Зато Москва — красавица! После сонной Самары, заполненной некрасивыми толстыми людьми, древняя столица производила впечатление веселой разбитной бабенки, немножко пьяной и очень развратной. По улицам катились не только извозчики на резиновых шинах, но и лихие авто, сверкающие колпаками колес. В этих авто сидели затянутые в кожу молодые люди в огромных темных очках и кожаных же фуражках. От них пахло опасностью и кокаином.

Кокаин Клодет тоже попробовала. Именно с таким развратным молодым человеком, утверждавшим, что он бомбист-анархист и в доказательство продемонстрировавшим под полой короткий восьмигранный ствол «Бульдога».

Клодет сначала сильно опасалась того, что могло с ней случиться после того, как она втянет в ноздри мелкий порошок, но как было ударить лицом в грязь? Какая она певица и актриса, если ведет себя как испуганная институтка? Тем более, что молодой человек так красочно рассказывал о необыкновенном творческом подъеме, который невозможно испытать без помощи кокаина. А что же нужно актрисе и певице, как не мощный творческий импульс? Ради одного этого стоило попробовать, вдруг и стихи станут лучше, и музыка? И она, усмехнувшись, сделала вид, будто нюхать кокаин для нее — самое привычное дело. В носу стало холодно, а в голове пусто. Но вот незадача: когда молодой человек толкнул ее на короткий диванчик в отдельном номере ресторана, задрал юбку и, навалившись, взял бешеный ритм, она не почувствовала никакого подъема, ни творческого, ни женского, только там, внизу было суховато и от этого неприятно натирало. Вот это она как раз ощущала, а больше — ничего. «Надо бы кремом потом помазать», — думала она, равнодушно рассматривая лепнину на потолке и машинально поглаживая юношу по предплечьям.
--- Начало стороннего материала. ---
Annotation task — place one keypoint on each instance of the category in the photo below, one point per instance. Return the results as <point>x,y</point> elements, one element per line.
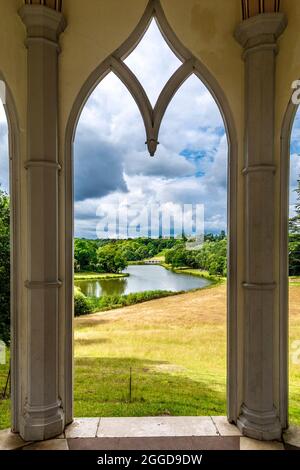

Однако Москва влюбила ее в себя бесповоротно. Покорила, сделала лучшей подружкой, только ей одной можно было поверить все тайны. Клодет снимала комнату на Божедомке, в Мешеховцевом переулке, и иногда, когда становилось совсем грустно, выходила гулять по переулкам, заставленным трех и четырехэтажными домами, так похожими на самарские, но чем-то неуловимо отличавшимся. И от этого-то неуловимого отличия сжималось сердце, хотелось плакать и смеяться одновременно. Она спускалась по своему переулку к Каретному ряду, с трепетом проходила мимо четвертого нумера, в котором жил легендарный Станиславский — о Художественном театре она, понятно, даже мечтать не смела! Выходила по Петровскому бульвару на любимый Рождественский, и уж там-то могла бродить бесконечно, открывая для себя каждый раз что-то новое. Это был самый красивый бульвар Москвы! Самый-самый! Особенно, когда спускаешься к Трубной площади.

Во время неспешной прогулки по аллеям, так сладко было представлять себя знаменитой певицей, чуть усталой от тяжкого бремени славы и бесконечных поклонников, от которых нет никакого покоя. И Рождественский представлялся Елисейскими Полями, по которым, зная себе цену, идет, держа на отлете длинный мундштук с сигаретой, великая актриса.

Она несколько раз принималась курить, это ей не нравилось — першило в горле и мутнело в голове. Но что ж это за современная женщина, если не курит? Клодет объясняла, что бережет голос, но сдавалась на уговоры, брала тонкую папиросу и старалась вдыхать этот отвратительный дым хотя бы элегантно.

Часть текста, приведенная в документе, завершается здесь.